Il 3 maggio, la Commissione internazionale indipendente di inchiesta per il Kirghizistan (KIC) ha presentato la sua relazione finale sull'ultimo conflitto interetnico.
La commissione, composta da sette esperti internazionali di tutto rispetto e presieduta da Kimmo Kiljunen, membro del Parlamento finlandese nonché rappresentante speciale dell'Ocse per l'Asia centrale, è stato incaricato dal presidente del Kirghizistan Roza Otunbaeva di condurre un'inchiesta sulla cause del conflitto. Alla relazione finale si è giunti dopo un attento esame di 750 interviste, e oltre 700 tra documenti, foto e numerosi materiali video. Oltre alla KIC, sono state istituite altre due commissioni, una nazionale e una parlamentare, per indagare sulle cause del conflitto. Mentre la primo ha presentato le sue conclusioni pochi mesi fa, la seconda ha promesso di pubblicare i suoi risultati entro le prossime settimane.

La KIC ha riconosciuto che la minoranza uzbeka è stata oggetto di una persecuzione sistematica, sostenuto che si ravvisano gli estremi per considerare gli atti compiuti contro di essa alla stregua di crimini contro l'umanità. La relazione afferma che l'aumento del fanatismo politico fondato su sentimenti nazionalistici è diventata il motivo scatenante per il tragico conflitto. Un vuoto di potere e le conseguente rivalità politiche all'interno di istituzioni statali deboli, in particolare nel sud del Paese, hanno contribuito alla eruzione di scontri violenti.

La Commissione ha stabilito che su 470 morti, il 74% apparteneva all'etnia uzbeka: "Centinaia di migliaia di persone sono state sfollate, per non parlare dei danni su larga scala alle proprietà, la maggior parte delle quali appartenevano agli uzbeki", si legge nel rapporto.

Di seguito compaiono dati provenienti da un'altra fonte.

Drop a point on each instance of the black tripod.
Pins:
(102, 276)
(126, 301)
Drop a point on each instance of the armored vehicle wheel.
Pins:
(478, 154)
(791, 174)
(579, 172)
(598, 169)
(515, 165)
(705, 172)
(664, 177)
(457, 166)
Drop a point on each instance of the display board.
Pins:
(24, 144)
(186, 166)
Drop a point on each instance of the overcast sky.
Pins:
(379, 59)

Attacchi che hanno avuto carattere sistematico e possono essere qualificati come crimini contro l'umanità, secondo il diritto internazionale. Inoltre, il rapporto afferma che gli arresti, le indagini penali e processi celebrati dopo gli eventi di giugno hanno mirato selettivamente a punire gli uzbeki: "Attualmente, l'80% dei procedimenti penali in corso riguardano cittadini di etnia uzbeka".
Inoltre, la Commissione ha riferito che per il governo provvisorio guidato dal presidente Otunbaeva era "impossibile non riconoscere o sottovalutare il deterioramento della situazione nel sud del Kirghizistan", affermando così un'indiretta responsabilità dello stesso. Infine, la Commissione ha affermato di aver le prove che alcuni reparti dell'esercito, che è principalmente composto da kirghizi, hanno preso parte alle violenze contro a minoranza uzbeka.

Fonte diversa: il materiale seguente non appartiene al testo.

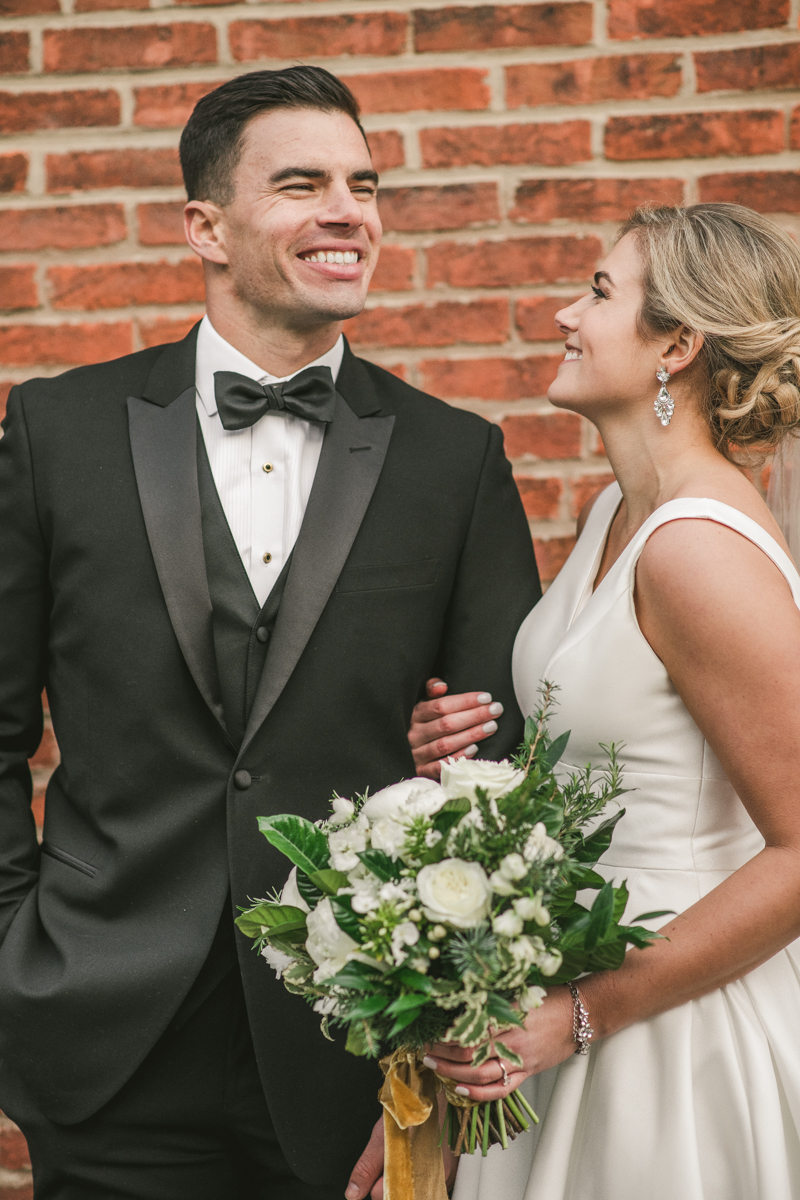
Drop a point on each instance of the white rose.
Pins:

A sua volta, il governo kirghizo ha risposto con una relazione di 23 pagine a commento del rapporto stilato dalla KIC, nel quale respinge le conclusioni della Commissione e si dice in disaccordo con quasi tutti i punti del documento. Le autorità del Kirghizistan ha respinto le accuse della Commissione contro il governo provvisorio, sostenendo che le autorità erano riuscite a contenere il conflitto nei primi 3-4 giorni, evitando una catastrofe umanitaria di proporzioni maggiori rispetto a quella verificatasi. Inoltre, il governo del Kirghizistan ha deplorato che la Commissione non sia stata in grado di individuare le forze che hanno pianificato e organizzato il conflitto, nonostante i numerosi pezzi di prova esaminati. Il governo del Kirghizistan ha ripetutamente accusato i sostenitori dell'ex presidente Kurmanbek Bakiev e gli ambienti criminali intorno a lui di aver istigato il conflitto. Tuttavia, la Commissione non ha saputo presentare alcun elemento a sostegno di tali affermazioni.

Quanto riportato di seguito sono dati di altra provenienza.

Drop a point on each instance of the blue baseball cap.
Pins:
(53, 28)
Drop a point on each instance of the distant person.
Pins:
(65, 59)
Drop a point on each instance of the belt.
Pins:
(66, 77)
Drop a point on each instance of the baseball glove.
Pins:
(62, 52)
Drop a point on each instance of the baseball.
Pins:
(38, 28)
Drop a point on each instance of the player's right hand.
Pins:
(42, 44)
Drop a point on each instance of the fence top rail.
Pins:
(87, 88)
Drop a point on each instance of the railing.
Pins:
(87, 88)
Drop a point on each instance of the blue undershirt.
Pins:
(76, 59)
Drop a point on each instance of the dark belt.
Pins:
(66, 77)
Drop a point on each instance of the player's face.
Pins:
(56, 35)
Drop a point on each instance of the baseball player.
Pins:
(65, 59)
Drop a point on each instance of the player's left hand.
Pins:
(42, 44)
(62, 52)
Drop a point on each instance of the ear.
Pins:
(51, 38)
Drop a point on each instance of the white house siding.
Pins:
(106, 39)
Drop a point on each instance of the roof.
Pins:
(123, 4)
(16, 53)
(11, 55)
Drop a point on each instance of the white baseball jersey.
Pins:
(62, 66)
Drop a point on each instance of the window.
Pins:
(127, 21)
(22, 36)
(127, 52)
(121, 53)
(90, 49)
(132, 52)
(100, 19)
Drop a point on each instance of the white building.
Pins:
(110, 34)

4. Le conclusioni della Commissione hanno causato una forte reazione emotiva presso il pubblico. Numerose dichiarazioni hanno pesantemente criticato il lavoro della Commissione definendola "parziale e unilaterale", sostenendo che tale relazione potrebbe addirittura contribuire ad un'ulteriore escalation di tensioni interetniche.

Molti analisti concordano sul fatto che i risultati della relazione verranno ancora interpretati in modo diverso da gruppi diversi, avvertendo che i risultati possono diventare oggetto di manipolazione politica in vista dell'imminente anniversario degli eventi il prossimo giugno e delle elezioni presidenziali in programma per l'autunno di quest'anno.